If she wished to see him again before he went! That midnight, when he was on his way to Hetmeyer's Kopje, he had flung from her room into the night, and ridden away angrily on his grey horse, not hearing her voice faintly calling after him. Now, did she want to see him--the last time before he rode away again forever, on that white horse called Death? A shudder pa.s.sed through her.
"Ruddy! Poor Ruddy!" she said, and she did not remember that those were the pitying, fateful words she used on the day when Ian Stafford dined with her alone after Rudyard made his bitter protest against the life they lived. "We have everything--everything," he had said, "and yet--"
Now, however, there was an anguished sob in her voice. With the thought of seeing him, her fingers tremblingly sought the fine-spun strands of hair which ever lay a little loose from the wonder of its great coiled abundance, and then felt her throat, as though to adjust the simple linen collar she wore, making exquisite contrast to the soft simplicity of her dark-blue gown.
She found the attendant who had given her the letter, and asked if the messenger was waiting, and was only then informed that he had been gone three hours or more.
Three hours or more! It might be that Rudyard was gone forever without hearing what she had to say, or knowing whether she desired reconciliation and peace.

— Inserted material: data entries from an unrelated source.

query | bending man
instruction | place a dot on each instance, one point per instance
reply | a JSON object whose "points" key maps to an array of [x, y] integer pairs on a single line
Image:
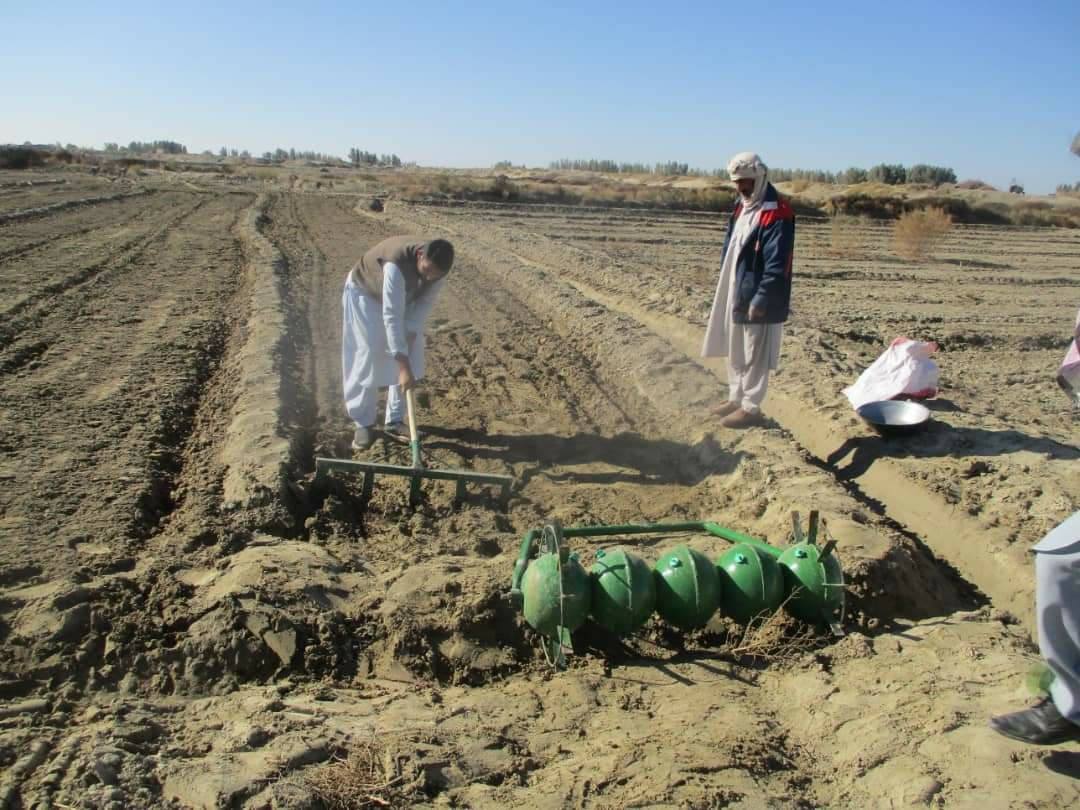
{"points": [[753, 295], [388, 297]]}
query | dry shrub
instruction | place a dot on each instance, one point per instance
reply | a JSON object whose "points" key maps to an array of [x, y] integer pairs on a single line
{"points": [[360, 782], [917, 232], [775, 637]]}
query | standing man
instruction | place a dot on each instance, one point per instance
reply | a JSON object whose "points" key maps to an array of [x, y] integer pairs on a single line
{"points": [[1056, 717], [754, 293], [388, 297]]}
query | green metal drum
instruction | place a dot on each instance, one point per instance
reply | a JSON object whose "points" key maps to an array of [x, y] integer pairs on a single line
{"points": [[624, 592], [751, 582], [688, 588], [814, 584], [555, 596]]}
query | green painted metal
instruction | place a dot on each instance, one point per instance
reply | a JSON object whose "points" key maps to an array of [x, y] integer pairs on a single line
{"points": [[751, 582], [415, 473], [813, 583], [624, 592], [688, 588], [555, 595]]}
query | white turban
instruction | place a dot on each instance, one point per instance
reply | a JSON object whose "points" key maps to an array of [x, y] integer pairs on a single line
{"points": [[747, 165]]}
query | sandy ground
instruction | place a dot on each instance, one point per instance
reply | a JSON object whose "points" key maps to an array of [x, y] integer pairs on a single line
{"points": [[188, 619]]}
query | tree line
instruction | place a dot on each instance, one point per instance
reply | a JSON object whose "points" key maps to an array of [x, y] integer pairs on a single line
{"points": [[358, 158], [138, 147], [892, 174]]}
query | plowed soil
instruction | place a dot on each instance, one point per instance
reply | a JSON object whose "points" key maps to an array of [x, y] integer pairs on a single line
{"points": [[188, 618]]}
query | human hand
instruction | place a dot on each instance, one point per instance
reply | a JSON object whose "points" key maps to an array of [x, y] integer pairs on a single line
{"points": [[405, 378]]}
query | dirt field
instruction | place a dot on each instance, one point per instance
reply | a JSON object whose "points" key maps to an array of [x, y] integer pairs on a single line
{"points": [[188, 619]]}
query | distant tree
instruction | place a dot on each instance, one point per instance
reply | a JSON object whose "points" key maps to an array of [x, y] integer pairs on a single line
{"points": [[930, 175], [889, 174]]}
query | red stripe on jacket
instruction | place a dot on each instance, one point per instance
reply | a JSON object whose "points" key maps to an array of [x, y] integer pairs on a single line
{"points": [[783, 211]]}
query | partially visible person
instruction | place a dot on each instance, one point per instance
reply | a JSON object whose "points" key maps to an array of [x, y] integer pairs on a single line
{"points": [[1056, 717], [754, 292], [388, 297], [1068, 375]]}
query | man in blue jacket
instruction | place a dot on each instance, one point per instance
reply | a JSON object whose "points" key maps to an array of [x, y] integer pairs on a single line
{"points": [[1056, 717], [754, 292]]}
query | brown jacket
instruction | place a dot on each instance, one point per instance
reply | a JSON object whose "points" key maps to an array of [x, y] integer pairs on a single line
{"points": [[400, 251]]}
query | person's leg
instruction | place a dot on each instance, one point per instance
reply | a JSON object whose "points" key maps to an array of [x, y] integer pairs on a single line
{"points": [[745, 388], [755, 385], [1057, 613], [358, 360], [734, 382], [1056, 718]]}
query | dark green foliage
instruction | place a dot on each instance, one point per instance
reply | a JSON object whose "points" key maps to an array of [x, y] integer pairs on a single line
{"points": [[930, 175], [890, 174], [19, 157]]}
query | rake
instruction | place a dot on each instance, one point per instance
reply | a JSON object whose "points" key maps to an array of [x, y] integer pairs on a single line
{"points": [[416, 472]]}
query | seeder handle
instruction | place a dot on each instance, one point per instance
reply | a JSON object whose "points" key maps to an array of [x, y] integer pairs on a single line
{"points": [[414, 440], [410, 402]]}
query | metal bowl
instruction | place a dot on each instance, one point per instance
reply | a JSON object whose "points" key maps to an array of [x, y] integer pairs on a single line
{"points": [[894, 417]]}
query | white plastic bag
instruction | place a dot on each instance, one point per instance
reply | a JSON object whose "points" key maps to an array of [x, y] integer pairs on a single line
{"points": [[905, 367]]}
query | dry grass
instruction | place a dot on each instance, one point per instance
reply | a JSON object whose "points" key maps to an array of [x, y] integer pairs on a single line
{"points": [[917, 232], [360, 782], [844, 237]]}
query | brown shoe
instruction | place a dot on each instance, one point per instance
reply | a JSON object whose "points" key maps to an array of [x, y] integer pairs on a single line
{"points": [[728, 407], [740, 419]]}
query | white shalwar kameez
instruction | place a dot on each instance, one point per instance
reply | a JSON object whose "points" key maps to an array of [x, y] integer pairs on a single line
{"points": [[752, 349], [374, 332]]}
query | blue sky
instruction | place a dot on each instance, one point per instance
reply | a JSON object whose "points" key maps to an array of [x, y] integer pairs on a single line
{"points": [[990, 89]]}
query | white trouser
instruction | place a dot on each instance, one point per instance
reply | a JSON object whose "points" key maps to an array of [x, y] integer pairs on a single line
{"points": [[1057, 607], [365, 364], [753, 351], [747, 385]]}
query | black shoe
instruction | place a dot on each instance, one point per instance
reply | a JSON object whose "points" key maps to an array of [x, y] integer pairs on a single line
{"points": [[1040, 725]]}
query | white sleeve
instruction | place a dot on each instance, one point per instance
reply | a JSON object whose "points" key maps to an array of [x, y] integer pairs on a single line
{"points": [[421, 308], [393, 309]]}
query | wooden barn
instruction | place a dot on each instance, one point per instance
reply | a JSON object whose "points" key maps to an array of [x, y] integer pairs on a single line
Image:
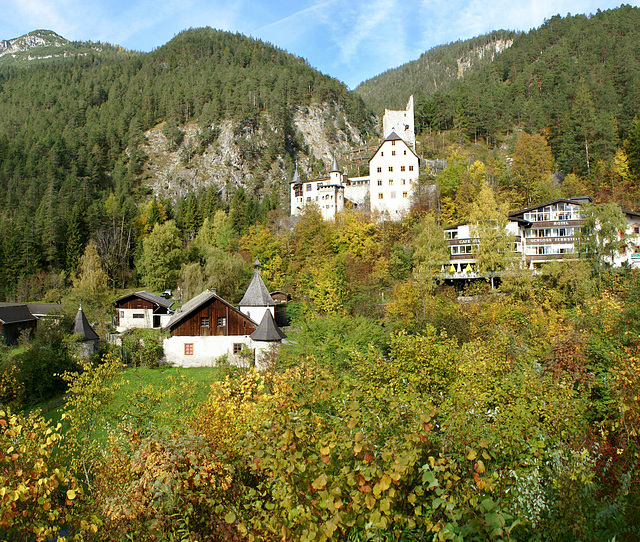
{"points": [[143, 310], [14, 319], [206, 328]]}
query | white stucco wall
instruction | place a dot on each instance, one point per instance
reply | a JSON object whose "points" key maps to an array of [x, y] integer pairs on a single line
{"points": [[206, 350], [391, 190]]}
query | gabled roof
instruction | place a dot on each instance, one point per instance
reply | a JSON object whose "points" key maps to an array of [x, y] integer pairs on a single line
{"points": [[268, 330], [257, 294], [195, 303], [14, 313], [42, 309], [394, 137], [152, 298], [82, 327]]}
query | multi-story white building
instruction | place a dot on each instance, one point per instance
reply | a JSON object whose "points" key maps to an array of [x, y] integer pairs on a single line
{"points": [[393, 171], [325, 192], [546, 232]]}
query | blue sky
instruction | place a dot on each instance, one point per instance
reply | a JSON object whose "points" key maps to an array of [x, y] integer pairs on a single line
{"points": [[352, 40]]}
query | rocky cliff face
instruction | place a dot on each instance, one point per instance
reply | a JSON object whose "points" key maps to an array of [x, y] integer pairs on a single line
{"points": [[490, 49], [38, 45], [226, 164]]}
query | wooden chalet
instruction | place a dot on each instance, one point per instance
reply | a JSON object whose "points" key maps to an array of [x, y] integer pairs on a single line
{"points": [[143, 310], [14, 319], [206, 328]]}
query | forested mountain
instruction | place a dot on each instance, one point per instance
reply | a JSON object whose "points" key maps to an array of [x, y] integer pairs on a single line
{"points": [[435, 70], [576, 80], [74, 154]]}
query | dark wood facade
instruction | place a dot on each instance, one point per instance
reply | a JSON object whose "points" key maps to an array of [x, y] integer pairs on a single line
{"points": [[135, 303], [214, 318], [10, 332]]}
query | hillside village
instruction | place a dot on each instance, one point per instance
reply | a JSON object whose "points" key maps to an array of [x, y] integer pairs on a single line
{"points": [[239, 302]]}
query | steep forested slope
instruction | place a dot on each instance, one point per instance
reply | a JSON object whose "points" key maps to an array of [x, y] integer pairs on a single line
{"points": [[72, 132], [435, 70], [575, 79]]}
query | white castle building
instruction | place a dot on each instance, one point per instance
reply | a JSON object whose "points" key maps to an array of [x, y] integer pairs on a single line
{"points": [[393, 171]]}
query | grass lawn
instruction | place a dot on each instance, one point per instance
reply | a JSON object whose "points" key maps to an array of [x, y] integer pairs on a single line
{"points": [[153, 398]]}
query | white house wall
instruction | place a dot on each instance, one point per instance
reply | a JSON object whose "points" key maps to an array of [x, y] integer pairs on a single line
{"points": [[206, 350], [390, 186]]}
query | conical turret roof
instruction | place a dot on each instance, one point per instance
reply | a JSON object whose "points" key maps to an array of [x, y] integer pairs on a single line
{"points": [[82, 327], [334, 166], [268, 330], [257, 294], [296, 177]]}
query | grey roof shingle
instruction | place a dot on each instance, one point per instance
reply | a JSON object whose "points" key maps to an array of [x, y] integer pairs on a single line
{"points": [[152, 298], [82, 327], [195, 303], [257, 294], [268, 330], [15, 313]]}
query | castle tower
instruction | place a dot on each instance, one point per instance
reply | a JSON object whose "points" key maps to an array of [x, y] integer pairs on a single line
{"points": [[402, 123]]}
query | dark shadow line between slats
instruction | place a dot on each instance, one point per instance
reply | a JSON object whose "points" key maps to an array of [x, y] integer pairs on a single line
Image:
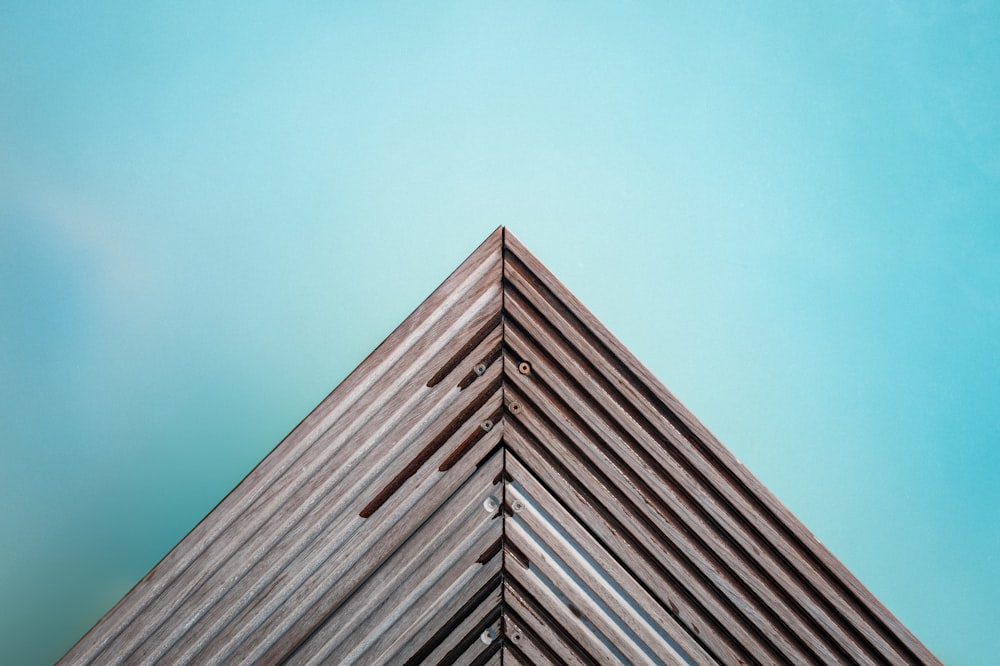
{"points": [[687, 598], [472, 638], [534, 638], [466, 349], [815, 595], [452, 458], [439, 440], [740, 551], [441, 634], [833, 578], [704, 550], [486, 362], [330, 612], [546, 617]]}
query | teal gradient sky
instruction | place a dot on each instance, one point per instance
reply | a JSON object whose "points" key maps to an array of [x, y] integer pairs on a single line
{"points": [[790, 213]]}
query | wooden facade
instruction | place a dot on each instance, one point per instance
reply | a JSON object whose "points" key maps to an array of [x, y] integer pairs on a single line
{"points": [[501, 481]]}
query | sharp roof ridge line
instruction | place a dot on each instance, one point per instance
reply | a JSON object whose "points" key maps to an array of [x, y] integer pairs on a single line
{"points": [[500, 479]]}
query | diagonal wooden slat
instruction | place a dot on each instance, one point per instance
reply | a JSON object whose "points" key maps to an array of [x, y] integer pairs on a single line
{"points": [[501, 481]]}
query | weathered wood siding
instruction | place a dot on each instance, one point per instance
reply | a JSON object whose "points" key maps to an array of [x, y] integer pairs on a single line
{"points": [[501, 480]]}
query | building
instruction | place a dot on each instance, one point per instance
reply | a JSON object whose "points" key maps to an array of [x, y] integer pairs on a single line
{"points": [[500, 481]]}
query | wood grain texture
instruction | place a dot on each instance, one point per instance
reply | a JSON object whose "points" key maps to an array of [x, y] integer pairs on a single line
{"points": [[500, 481]]}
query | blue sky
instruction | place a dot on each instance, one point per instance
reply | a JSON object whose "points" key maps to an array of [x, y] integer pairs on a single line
{"points": [[790, 213]]}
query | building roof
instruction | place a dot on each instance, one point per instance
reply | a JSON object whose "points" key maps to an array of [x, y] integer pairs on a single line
{"points": [[500, 481]]}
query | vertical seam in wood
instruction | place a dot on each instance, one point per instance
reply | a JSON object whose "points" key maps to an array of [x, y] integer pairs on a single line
{"points": [[503, 444]]}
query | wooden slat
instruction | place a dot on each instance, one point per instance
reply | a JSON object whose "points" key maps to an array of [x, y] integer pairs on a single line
{"points": [[572, 509]]}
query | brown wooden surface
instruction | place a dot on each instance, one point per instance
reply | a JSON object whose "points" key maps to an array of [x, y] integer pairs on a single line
{"points": [[623, 530]]}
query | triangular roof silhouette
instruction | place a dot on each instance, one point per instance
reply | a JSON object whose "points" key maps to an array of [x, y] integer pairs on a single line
{"points": [[500, 481]]}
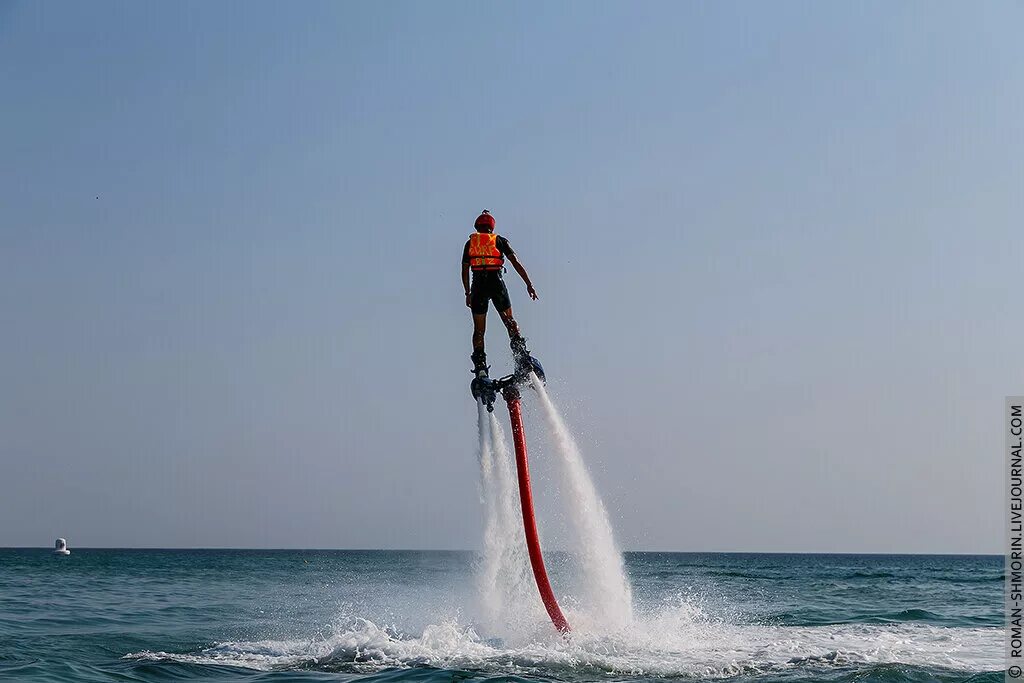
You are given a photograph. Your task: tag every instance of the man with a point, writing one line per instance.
(484, 254)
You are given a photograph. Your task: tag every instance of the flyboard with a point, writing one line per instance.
(485, 390)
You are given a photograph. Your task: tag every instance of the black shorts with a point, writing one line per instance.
(488, 286)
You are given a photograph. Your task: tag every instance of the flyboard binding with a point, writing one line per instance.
(485, 390)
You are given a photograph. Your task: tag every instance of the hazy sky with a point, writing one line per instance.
(775, 244)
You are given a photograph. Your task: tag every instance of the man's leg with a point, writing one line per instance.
(479, 358)
(510, 323)
(479, 327)
(516, 341)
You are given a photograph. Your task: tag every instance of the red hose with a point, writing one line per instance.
(529, 521)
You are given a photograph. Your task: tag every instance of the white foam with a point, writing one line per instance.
(677, 640)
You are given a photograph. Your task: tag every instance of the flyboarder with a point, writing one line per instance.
(484, 254)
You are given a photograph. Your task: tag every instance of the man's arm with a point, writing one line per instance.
(465, 282)
(522, 273)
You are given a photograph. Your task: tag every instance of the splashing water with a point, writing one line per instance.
(608, 597)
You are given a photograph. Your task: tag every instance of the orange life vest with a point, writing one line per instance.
(483, 254)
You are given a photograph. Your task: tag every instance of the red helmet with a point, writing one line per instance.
(484, 220)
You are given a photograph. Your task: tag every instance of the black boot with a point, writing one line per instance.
(479, 359)
(519, 350)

She at once gave orders for a cape-cart to take her over to Brinkwort's Farm. The attendant respectfully said that he must have orders. She hastened to the officer in charge of the hospital, and explained. His sympathy translated itself into instant action. Fortunately there was a cart at the door. In a moment she was ready, and the cart sped away into the night across the veld.
She had noticed nothing as she mounted the cart--neither the driver nor the horses; but, as they hurried on, she was roused by a familiar voice saying, "'E done it all right at Hetmeyer's Kopje--done it brown. First Wortmann's Drift, and then Hetmeyer's Kopje, and he'll be over the hills and through the Boers and into Lordkop with the rest of the hold-me-backs."
She recognized him--the first person who had spoken to her of her husband on her arrival, the cheerful Corporal Shorter, who had told her of Wortmann's Drift and the saving of "Old Gunter."
She touched his arm gently. "I am glad it is you," she said in a low tone.
"Not so glad as I am," he answered. "It's a purple shame that you should ha' been took sick when he was mowed down, and that some one else should be healin' 'is gapin' wounds besides 'is lawful wife, and 'er a rifle-shot away! It's a fair shame, that's wot it is. But all's well as ends well, and you're together at the finish."
She shrank from his last words. Her heart seemed to contract; it hurt her as though it was being crushed in a vise. She was used to that pain now. She had felt it--ah, how many times since the night she found Adrian Fellowes' white rose on her pillow, laid there by the man she had sworn at the altar to love, honor, and obey! Her head drooped. "At the finish"--how strange and new and terrible it was! The world stood still for her.